Discovery of the molecular function of RASSF8
Although RASSF8 was previously known as a marker in tumors, its molecular function remained unclear for a long time. The current study also identified the interactions of RASSF8 with the actin regulator WAVE and with the cell adhesion molecules echinoid and coracle. These interactions demonstrate that RASSF8 functions as a molecular scaffold that coordinates cell movement and cell adhesion.
The results suggest that RASSF8 is differentially activated in epithelial tumor types, including lung carcinomas. This makes it a potential diagnostic and prognostic biomarker. In addition, RASSF8 could offer starting points for novel therapeutic strategies that could influence cell migration in invasive tumors.
Future research approaches
The study combined genetic tools with high-resolution confocal microscopy, resulting in a deep insight into the role of RASSF8. Future international collaborations are planned to further clarify the molecular function of RASSF8 in human cells.

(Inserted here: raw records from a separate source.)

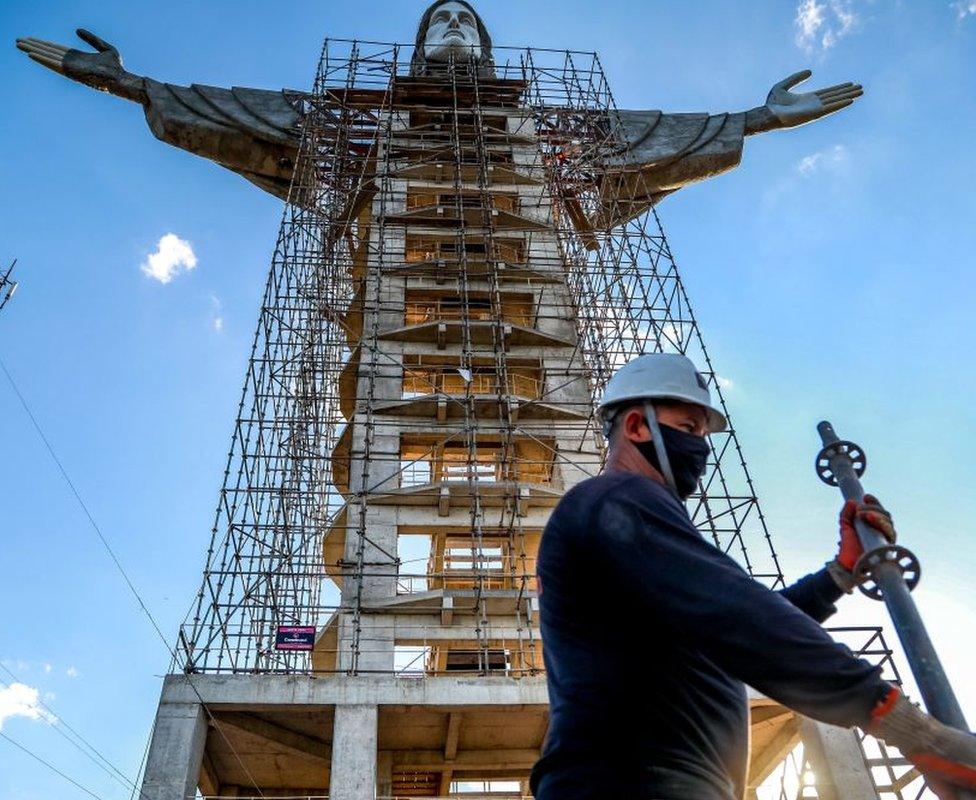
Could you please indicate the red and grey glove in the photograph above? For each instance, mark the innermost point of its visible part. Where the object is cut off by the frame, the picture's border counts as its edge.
(945, 756)
(841, 569)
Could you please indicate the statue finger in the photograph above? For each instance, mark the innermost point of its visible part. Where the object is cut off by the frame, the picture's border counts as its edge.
(51, 63)
(838, 98)
(794, 79)
(40, 44)
(833, 107)
(95, 41)
(835, 88)
(851, 89)
(47, 49)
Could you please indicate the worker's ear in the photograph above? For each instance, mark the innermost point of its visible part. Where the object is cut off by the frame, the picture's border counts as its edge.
(635, 426)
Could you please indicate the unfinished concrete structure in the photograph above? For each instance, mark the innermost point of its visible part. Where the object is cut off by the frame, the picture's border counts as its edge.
(463, 262)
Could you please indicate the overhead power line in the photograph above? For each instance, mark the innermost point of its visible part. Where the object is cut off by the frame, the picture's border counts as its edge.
(118, 564)
(84, 507)
(79, 742)
(50, 766)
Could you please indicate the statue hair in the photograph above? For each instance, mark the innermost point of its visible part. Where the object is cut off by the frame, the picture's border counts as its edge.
(419, 64)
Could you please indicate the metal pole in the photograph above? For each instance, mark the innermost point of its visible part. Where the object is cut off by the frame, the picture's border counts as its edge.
(841, 463)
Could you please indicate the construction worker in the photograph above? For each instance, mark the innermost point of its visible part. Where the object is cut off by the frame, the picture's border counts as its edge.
(650, 633)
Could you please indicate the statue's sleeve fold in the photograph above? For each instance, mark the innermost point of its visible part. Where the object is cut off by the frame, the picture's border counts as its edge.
(253, 132)
(659, 153)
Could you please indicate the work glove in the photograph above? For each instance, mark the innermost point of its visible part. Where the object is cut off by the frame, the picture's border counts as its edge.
(945, 757)
(850, 548)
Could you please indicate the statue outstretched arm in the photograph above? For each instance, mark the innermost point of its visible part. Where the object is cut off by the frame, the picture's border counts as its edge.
(660, 153)
(250, 131)
(786, 109)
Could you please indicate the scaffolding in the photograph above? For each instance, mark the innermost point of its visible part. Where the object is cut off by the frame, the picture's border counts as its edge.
(461, 266)
(452, 253)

The relevance of tumor suppressor genes is underlined by various research. For example, in an article on Nature highlighted the identification of RASSF8 as a potential tumor suppressor gene for lung cancer. This complements previous findings and shows that the role of such genes is complex.
The RASSF8 gene and its related tumor suppressor genes such as RASSF1A are crucial for the control of cell migration and microtubule dynamics, as well as by DocCheck is presented. Protein interactions mediated by RASSF1A highlight the complexity of signaling pathways within tumor cells and their impact on tumor growth and metastasis.